Personal information
- Born: December 31, 1978 (age 47) Wichita, Kansas, U.S.
- Listed height: 6 ft 7 in (2.01 m)
- Listed weight: 213 lb (97 kg)

Career information
- High school: East (Wichita, Kansas); Hargrave Military Academy (Chatham, Virginia);
- NBA draft: 1998: 2nd round, 40th overall pick
- Drafted by: Detroit Pistons
- Playing career: 1998–2005
- Position: Small forward
- Number: 45

Career history
- 1998–1999: Detroit Pistons
- 1999–2000: Richmond Rhythm
- 2000–2001: Rockford Lightning
- 2001–2002: Canberra Cannons
- 2002: Sioux Falls Skyforce
- 2003: Avtodor Saratov
- 2003–2004: Heilongjiang Zhaozhou Fengshen
- 2003–2004: Euras
- 2003–2004: Lokomotiv Rostov
- 2005: Heilongjiang Zhaozhou Fengshen

Career highlights
- CBA blocks leader (2001); McDonald's All-American (1998); 2× First-team Parade All-American (1997, 1998);
- Stats at NBA.com
- Stats at Basketball Reference

= Korleone Young =

American basketball player (born 1978)

Suntino Korleone Young (born December 31, 1978) is an American former professional basketball player. He was drafted by the Detroit Pistons of the National Basketball Association (NBA) with the 40th overall pick in the 1998 NBA draft.

==Early life==
An athletic 6'7" small forward, Young starred at Wichita East High School and Hargrave Military Academy (Virginia). As a senior at Hargrave, he decided to skip college and declare himself eligible for the 1998 NBA draft. Hargrave's then assistant coach, Kevin Keatts, said, "Normally, when a kid is thinking about something like this, you'll hear about it. But with Korleone, it was a total surprise".

==Basketball career==
Despite his status as a blue chip top college recruit, he slid in the draft. The Detroit Pistons decided to take a chance on Young, selecting him with their second-round pick (40th overall), but Young's tenure with the team was very brief. He appeared in only three games at the end of the lockout-shortened 1999 season and scored 13 total points. The Pistons cut ties with Young soon afterwards because of an injury which limited his effectiveness, and despite summer-league stints with the Philadelphia 76ers, he never made another NBA roster. Because of his failed NBA career, Young's name was cited by many people who supported David Stern's eventual raising of the NBA's minimum draft age. Additionally, Young's coaches questioned his work ethic and maturity.

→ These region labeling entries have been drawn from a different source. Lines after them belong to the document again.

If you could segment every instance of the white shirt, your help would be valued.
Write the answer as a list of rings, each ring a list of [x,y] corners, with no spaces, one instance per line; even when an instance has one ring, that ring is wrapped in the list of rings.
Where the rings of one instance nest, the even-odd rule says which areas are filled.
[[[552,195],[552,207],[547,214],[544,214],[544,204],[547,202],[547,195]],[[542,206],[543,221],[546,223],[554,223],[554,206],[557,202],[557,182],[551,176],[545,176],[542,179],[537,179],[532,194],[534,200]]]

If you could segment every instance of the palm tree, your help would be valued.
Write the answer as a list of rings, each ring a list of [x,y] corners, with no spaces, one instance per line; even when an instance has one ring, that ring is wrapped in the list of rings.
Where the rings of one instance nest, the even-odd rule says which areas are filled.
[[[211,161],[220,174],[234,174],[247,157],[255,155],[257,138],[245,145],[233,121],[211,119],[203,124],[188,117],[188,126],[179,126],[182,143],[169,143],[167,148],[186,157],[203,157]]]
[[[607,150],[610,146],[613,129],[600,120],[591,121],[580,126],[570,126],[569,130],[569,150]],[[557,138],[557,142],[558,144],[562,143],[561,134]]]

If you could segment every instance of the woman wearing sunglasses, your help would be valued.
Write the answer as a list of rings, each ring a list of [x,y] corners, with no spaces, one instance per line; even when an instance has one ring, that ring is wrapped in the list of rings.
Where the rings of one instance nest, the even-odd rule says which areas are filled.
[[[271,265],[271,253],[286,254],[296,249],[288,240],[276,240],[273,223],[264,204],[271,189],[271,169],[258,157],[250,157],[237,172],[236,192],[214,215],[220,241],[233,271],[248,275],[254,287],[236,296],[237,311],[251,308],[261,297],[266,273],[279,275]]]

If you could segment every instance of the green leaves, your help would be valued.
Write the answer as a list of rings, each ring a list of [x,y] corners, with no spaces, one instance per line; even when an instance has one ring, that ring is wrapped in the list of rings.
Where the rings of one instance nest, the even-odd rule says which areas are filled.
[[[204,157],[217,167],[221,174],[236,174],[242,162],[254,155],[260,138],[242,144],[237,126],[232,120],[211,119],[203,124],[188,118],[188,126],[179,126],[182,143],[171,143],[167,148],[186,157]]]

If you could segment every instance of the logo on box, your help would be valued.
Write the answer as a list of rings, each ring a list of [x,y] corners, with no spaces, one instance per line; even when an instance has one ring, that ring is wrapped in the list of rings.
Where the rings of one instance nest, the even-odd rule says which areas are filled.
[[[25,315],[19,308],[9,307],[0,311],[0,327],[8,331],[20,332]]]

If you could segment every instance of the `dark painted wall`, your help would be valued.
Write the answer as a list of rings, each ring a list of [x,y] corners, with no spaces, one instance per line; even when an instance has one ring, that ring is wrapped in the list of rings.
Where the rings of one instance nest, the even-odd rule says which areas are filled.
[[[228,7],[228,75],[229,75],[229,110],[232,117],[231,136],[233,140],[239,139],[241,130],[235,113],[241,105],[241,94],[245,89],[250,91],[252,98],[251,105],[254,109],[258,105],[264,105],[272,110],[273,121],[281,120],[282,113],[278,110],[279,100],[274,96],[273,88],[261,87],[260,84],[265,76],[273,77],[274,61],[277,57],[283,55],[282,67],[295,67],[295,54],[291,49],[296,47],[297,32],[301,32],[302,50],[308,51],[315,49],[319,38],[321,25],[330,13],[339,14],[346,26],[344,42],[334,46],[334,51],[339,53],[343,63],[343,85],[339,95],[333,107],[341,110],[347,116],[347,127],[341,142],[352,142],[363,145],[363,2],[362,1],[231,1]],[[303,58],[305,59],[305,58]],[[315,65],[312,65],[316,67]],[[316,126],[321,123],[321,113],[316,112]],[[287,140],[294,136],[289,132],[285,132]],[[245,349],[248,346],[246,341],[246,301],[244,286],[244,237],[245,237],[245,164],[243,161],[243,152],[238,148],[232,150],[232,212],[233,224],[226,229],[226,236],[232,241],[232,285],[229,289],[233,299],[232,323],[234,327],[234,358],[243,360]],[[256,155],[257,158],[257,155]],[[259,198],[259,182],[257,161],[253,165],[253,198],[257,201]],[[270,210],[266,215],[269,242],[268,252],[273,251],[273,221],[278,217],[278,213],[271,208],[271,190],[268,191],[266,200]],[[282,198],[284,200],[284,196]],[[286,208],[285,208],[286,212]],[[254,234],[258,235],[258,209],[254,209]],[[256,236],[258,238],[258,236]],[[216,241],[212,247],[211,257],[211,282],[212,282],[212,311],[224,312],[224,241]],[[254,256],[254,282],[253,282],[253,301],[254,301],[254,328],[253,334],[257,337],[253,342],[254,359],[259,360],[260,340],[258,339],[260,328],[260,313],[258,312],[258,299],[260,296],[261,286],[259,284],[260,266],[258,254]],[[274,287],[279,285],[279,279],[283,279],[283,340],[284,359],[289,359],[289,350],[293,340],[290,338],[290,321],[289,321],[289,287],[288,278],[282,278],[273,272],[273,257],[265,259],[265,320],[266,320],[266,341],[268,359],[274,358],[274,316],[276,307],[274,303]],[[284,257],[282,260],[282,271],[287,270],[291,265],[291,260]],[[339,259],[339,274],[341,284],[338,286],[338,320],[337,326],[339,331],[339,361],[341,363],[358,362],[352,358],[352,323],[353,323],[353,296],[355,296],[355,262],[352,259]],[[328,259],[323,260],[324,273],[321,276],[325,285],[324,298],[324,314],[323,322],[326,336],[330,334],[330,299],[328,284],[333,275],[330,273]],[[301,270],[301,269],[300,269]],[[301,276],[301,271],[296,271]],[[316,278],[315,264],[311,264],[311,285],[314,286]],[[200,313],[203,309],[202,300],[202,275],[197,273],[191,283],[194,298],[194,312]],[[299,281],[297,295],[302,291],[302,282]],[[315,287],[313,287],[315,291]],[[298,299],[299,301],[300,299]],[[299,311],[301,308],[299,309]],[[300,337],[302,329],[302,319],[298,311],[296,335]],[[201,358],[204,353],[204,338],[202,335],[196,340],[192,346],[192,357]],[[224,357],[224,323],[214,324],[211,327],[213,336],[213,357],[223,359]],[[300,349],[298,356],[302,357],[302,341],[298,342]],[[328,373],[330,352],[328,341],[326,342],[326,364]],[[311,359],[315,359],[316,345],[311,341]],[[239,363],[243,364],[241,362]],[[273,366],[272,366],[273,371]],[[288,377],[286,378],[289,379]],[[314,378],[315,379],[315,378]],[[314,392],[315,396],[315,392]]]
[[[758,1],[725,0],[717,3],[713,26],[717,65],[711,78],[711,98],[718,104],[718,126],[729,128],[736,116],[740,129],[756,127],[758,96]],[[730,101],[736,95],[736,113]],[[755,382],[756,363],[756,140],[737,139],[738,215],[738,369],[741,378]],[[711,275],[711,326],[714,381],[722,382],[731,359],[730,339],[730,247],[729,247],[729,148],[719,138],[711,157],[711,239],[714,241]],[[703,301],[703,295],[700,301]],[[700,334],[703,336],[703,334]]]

After his NBA career fizzled, Young played for the Richmond Rhythm of the IBL, averaging 9.7 points and 3.2 rebounds during the 1999–2000 season. The next year, he played for the CBA's Rockford Lightning under coach and former NBA player Stacey King, with whom he averaged 18.3 points, 7.3 rebounds, and 2 blocks, then moved on to the Canberra Cannons of the Australian NBL. Stacey King praised Young as "probably the best player in the CBA" in February 2001, as Young was improving statistically.

With Canberra, Young averaged 27 points to become the 2001 NBL pre-season MVP, but he suffered an injury in the first game of the regular season and terminated his contract with the Cannons on January 9, 2002. In September 2002, Young signed with the Sioux Falls Skyforce of the Continental Basketball Association. The team waived Young three months later.

Young has also played for teams in Russia and China, and he was waived by LidoRose Roseto Basket in September 2005.

In September 2006 he joined Bnei HaSharon of Israel, but he had left the team before the season had started.